Muslim Priest and Buddhist Bishop-Ele...

Muslim Priest and Buddhist Bishop-Elect Are Raising Questions About Syncretism

There are 2 comments on the www.christianitytoday.com story from Mar 27, 2009, titled Muslim Priest and Buddhist Bishop-Elect Are Raising Questions About Syncretism. In it, www.christianitytoday.com reports that:

Jesus saves, the Episcopal Church teaches, but a growing number of its clergy and leaders believe other faiths may lead to salvation as well.

Long divided and distracted by questions of sexual ethics, the Episcopal Church (along with most mainline Protestant communities) are facing a cultural and theological shift towards religious pluralism—the belief that there are diverse paths to God.

The debate is not just academic. In two current cases, Episcopal clergy are under scrutiny for practicing and promoting other religions. On February 12 a devotee of Zen Buddhism was elected bishop of the Episcopal Church's Northern Michigan diocese. Meanwhile, a Seattle-area priest has been given until March 30 to decide whether she is a Muslim or a Christian as her bishop will not permit her to profess both faiths ...

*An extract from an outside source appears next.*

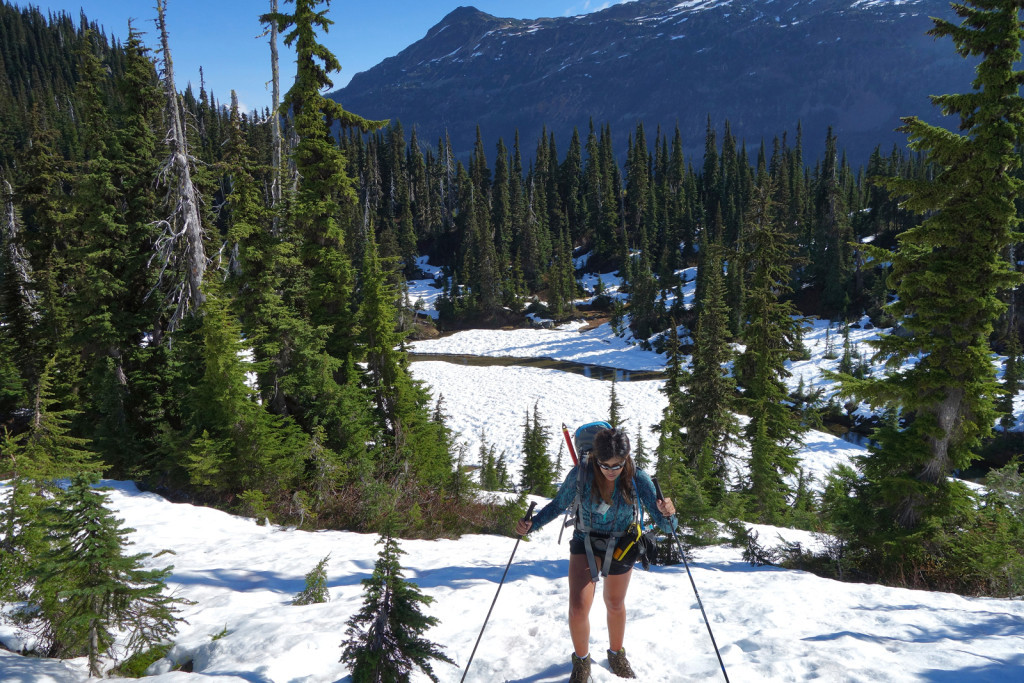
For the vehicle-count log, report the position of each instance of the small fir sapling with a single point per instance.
(384, 639)
(315, 589)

Join the discussion below, or Read more at www.christianitytoday.com.

“... truth will out.”

Since: May 08

Stratford, Connecticut.

#1 Mar 27, 2009
"... the spread of syncretism within mainstream Christianity is an even greater threat to the church than the 2003 election of a gay bishop, Episcopal theologian Kendall Harmon of South Carolina told Christianity Today. It imperils interfaith dialogue by detaching Christianity from its doctrinal and historical core, he argued.'To be a Christian is to worship Jesus,' Harmon said.'To lose that is to lose the center of Christian truth and identity.'"
Think Again

Fremont, NC

#2 Mar 27, 2009
Joe DeCaro wrote:
"... the spread of syncretism within mainstream Christianity is an even greater threat to the church than the 2003 election of a gay bishop, Episcopal theologian Kendall Harmon of South Carolina told Christianity Today. It imperils interfaith dialogue by detaching Christianity from its doctrinal and historical core, he argued.'To be a Christian is to worship Jesus,' Harmon said.'To lose that is to lose the center of Christian truth and identity.'"
This is the very thing that I tried to tell BG around Christmas time. TEC, as an organization, professes one thing but many clergy members say and do something completely different Sunday after Sunday.

The two cases cited in the article are just the proverbial "tip of the iceberg." They are the most visible because of the press they have received. The real issue is the subtle assault on Christian theology that occurs week after week.